The finale brings back elements from not only the first movement but from throughout the symphony. It also calls for a percussion instrument that had to be specifically designed for this work and is now called the “Mahler Box and Hammer,” used here to depict “the hammer blows of fate.” The Box and Hammer is exactly what it sounds like: a wooden box built to certain specifications struck with a large hammer to produce a resonant sound. Though Mahler himself did not explain in words the exact meaning of the hammer blows in his Sixth Symphony, he spoke about it to Alma, who described, “In the last movement he described himself and his downfall or, as he later said, his hero’s. ‘It is the hero, on whom fall three blows of fate, the last of which fells him as a tree is felled,’ were his words. Not one of his works came directly from his inmost heart as this. We both wept that day. The music and what it foretold touched us deeply.” Alma also suggested that these three blows of fate fell on Mahler, who in the year following completion of his Sixth Symphony, was forced to resign from his post at the Vienna Court Opera. Then his young daughter, Maria, died suddenly of scarlet fever, and he received a diagnosis of a heart condition.

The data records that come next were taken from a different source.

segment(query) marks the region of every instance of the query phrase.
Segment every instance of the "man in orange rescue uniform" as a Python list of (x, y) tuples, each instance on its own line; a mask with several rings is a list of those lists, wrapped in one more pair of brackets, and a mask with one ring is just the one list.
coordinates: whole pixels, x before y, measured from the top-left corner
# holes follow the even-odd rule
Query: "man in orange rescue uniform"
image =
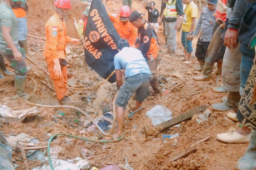
[(67, 42), (76, 44), (79, 41), (67, 36), (63, 17), (67, 15), (71, 8), (70, 0), (55, 0), (56, 12), (47, 21), (45, 25), (46, 42), (44, 55), (48, 66), (51, 78), (53, 80), (57, 99), (62, 104), (73, 102), (68, 97), (68, 79), (65, 49)]
[(115, 17), (108, 13), (110, 20), (121, 38), (127, 40), (130, 46), (135, 43), (138, 29), (131, 23), (128, 19), (131, 10), (128, 6), (123, 6), (119, 15)]

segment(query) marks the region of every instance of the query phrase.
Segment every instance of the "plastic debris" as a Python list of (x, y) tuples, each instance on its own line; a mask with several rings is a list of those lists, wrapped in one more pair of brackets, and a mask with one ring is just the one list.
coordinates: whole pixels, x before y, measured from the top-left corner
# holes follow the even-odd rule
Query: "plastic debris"
[(12, 154), (12, 148), (0, 143), (0, 169), (14, 170), (12, 164), (11, 156)]
[(121, 170), (116, 165), (110, 165), (104, 167), (100, 170)]
[(24, 119), (29, 115), (32, 116), (39, 114), (40, 110), (33, 107), (32, 108), (20, 111), (13, 111), (6, 105), (3, 105), (0, 108), (0, 115), (4, 118), (11, 118)]
[[(70, 170), (80, 170), (81, 169), (89, 169), (90, 165), (89, 162), (85, 159), (81, 159), (76, 164), (70, 163), (60, 159), (52, 159), (52, 163), (54, 169), (61, 170), (69, 169)], [(41, 167), (33, 168), (32, 170), (51, 170), (51, 167), (49, 165), (46, 164), (48, 162), (48, 158), (45, 157), (43, 165)]]
[(180, 137), (180, 133), (176, 133), (174, 135), (166, 135), (165, 134), (163, 134), (162, 136), (162, 138), (163, 140), (163, 142), (166, 143), (166, 139), (176, 139), (176, 138), (177, 138)]
[[(113, 116), (111, 112), (107, 112), (101, 116), (96, 118), (95, 121), (98, 122), (98, 125), (103, 131), (107, 131), (109, 130), (109, 126), (113, 124)], [(92, 122), (88, 123), (86, 127), (88, 127), (86, 131), (89, 132), (95, 132), (96, 130), (96, 127), (93, 124)]]
[(151, 119), (154, 126), (171, 119), (172, 113), (167, 107), (162, 105), (157, 105), (148, 111), (146, 114)]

The Sixth Symphony met with a lukewarm reception, though it was appreciated by some. In a 1941 essay, American composer Aaron Copland wrote, “It is music that is full of human frailties ... so ‘Mahler-like’ in every detail. His symphonies are suffused with personality – he has his own way of doing and saying everything.... Two facets of his musicianship were years in advance of their time. One is the curiously contrapuntal fabric of the musical texture; the other more obvious, his strikingly original instrumentation. It was because Mahler worked primarily with a maze of separate strands independent of all chordal underpinning that his instrumentation possesses that sharply etched and clarified sonority that may be heard again and again in the music of later composers.... The use of the orchestra as a many-voiced body in this particular way was typical of the age of Bach and Handel. Thus, as far as orchestral practice is concerned, Mahler bridges the gap between the composers of the early 18th century and the Neoclassicists of our own time.”
Mahler’s Sixth Symphony is scored for four flutes and piccolo, four oboes and English horn, three clarinets and E-flat clarinet and bass clarinet, four bassoons and contrabassoon, eight horns, six trumpets, three trombones and bass trombone, tuba, timpani, percussion including on-and-offstage cowbells, offstage pitched bells, Mahler box and hammer, two harps, celesta, and strings.